If there is a dat/strassen.dat (case insensitive), the concatenated decompressed chunks are a list of all street names referenced (hex, 0-based) in the street/hnr column.

If there is a dat/karto.dat (case insensitive), the concatenated decompressed chunks are a sorted list of all zip/streetname(/hnr) combinations on that CD, each line finished by the geo coordinates of that address.

version 4
=========

All strings are iso8859-1. All relevant information are in the files phonebook.db and streets.tl. If you need geo-coordinates to all your addresses, you'll also need the zip-streets-hn-geo.tl or zip-streets-hn.tl files, respectively. The files consist of zlib compressed chunks with streetname file just being a \0 separated list of streets, each referenced (dec, 0-based) from the street/hnr column. For the zip-streets*-geo.tl files, the concatenated decompressed chunks are a sorted list of all zip/streetname(/hnr) combinations on that CD, each line finished by the geo coordinates of that address (since they are sorted, you can do a binary search for each address in that file).

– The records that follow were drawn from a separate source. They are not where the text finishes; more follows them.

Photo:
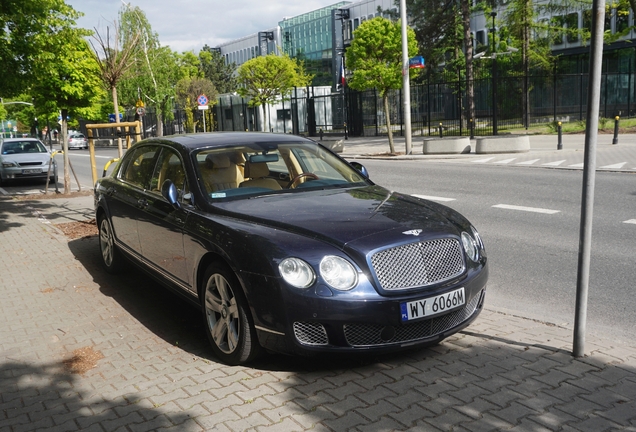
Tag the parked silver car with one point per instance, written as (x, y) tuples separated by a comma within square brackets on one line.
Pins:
[(77, 140), (25, 158)]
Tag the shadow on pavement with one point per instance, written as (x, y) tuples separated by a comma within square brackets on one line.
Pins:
[(162, 312), (43, 397)]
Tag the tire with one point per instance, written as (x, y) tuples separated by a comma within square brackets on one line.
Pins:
[(111, 257), (228, 323)]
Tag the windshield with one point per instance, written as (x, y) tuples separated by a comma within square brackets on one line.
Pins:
[(252, 170), (26, 146)]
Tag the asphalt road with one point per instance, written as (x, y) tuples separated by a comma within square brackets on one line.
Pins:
[(533, 250)]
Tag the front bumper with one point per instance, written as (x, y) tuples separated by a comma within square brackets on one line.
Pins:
[(370, 323), (21, 173)]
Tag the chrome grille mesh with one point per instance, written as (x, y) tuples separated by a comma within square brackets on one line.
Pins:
[(359, 335), (310, 333), (418, 264)]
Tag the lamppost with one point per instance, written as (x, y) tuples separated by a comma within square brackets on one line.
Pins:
[(494, 75)]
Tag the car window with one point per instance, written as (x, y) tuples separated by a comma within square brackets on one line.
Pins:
[(170, 167), (266, 168), (27, 146), (139, 166)]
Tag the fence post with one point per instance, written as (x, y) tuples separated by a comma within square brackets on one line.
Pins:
[(615, 139)]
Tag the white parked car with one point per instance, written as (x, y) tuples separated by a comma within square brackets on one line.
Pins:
[(25, 158), (77, 140)]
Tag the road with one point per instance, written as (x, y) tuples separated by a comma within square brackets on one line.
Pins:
[(533, 250), (529, 218)]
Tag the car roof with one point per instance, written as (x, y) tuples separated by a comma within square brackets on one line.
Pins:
[(224, 139), (20, 139)]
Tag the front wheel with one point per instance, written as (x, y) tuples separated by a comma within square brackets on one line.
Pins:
[(229, 326), (111, 257)]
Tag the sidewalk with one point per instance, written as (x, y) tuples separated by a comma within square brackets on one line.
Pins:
[(145, 362)]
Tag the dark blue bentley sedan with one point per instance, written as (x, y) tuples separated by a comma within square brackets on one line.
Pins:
[(286, 246)]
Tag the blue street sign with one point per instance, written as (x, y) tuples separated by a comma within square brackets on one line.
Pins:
[(202, 99), (416, 62)]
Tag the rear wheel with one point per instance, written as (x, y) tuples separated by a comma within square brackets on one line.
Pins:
[(228, 323), (111, 257)]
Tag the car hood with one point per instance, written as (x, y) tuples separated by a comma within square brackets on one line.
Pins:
[(27, 157), (342, 216)]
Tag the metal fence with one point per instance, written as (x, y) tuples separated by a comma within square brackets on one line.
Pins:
[(437, 107)]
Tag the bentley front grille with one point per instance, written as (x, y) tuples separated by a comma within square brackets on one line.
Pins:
[(361, 335), (310, 333), (418, 264)]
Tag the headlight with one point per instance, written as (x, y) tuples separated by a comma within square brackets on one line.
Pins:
[(470, 246), (297, 272), (338, 273)]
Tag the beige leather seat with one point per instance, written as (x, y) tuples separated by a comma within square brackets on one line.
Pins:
[(219, 173), (257, 174)]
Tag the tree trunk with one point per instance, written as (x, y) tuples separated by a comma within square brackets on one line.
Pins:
[(64, 133), (385, 99), (525, 49), (159, 124), (264, 117), (116, 104), (468, 43)]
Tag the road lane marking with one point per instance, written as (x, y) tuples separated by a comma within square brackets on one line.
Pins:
[(555, 163), (528, 209), (97, 156), (530, 162), (615, 166), (432, 198)]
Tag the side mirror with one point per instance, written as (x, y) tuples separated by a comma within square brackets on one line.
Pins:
[(169, 192), (361, 169)]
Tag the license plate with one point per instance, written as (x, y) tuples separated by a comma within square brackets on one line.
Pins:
[(432, 306)]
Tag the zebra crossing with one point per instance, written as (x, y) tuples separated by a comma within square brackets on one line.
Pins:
[(572, 163)]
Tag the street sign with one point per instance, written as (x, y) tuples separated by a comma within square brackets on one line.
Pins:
[(416, 62), (202, 100)]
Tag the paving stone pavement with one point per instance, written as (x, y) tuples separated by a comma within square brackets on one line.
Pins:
[(504, 372)]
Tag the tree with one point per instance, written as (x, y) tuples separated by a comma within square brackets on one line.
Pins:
[(156, 69), (22, 22), (267, 79), (188, 90), (214, 68), (375, 56), (68, 79), (113, 63)]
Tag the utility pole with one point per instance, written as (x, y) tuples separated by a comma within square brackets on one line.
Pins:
[(406, 84), (589, 175)]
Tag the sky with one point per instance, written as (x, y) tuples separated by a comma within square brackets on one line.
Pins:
[(187, 25)]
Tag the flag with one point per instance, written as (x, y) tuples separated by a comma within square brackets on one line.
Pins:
[(341, 78)]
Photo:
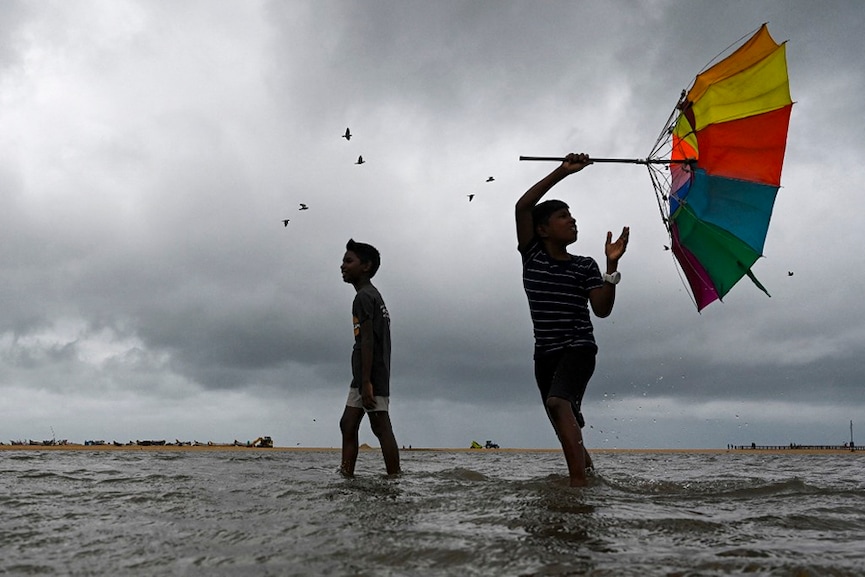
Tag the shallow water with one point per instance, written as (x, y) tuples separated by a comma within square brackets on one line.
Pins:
[(449, 513)]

The phonebook.db decompresses in a lot chunks with around 3000 entries sorted into 11 columns, the first being a binary flag byte and the latter: Nachname, Vorname, Namenszusatz+Addresszusatz, Verweise, Strassenindex_Hausnummer, Vorwahl, Postleitzahl, Ort, Rufnummer, Email+Webadresse respectively.

The flag byte's lower nibble is 0 for a single line entry, 1 for the start of a continuation record and 2 for a trailing line of a continuation. The flag's top nibble bits are 0x80 set for a business record (as opposed to a natural person), 0x40 set, if the number must not be included in reverse query results and 0x20 used but unknown.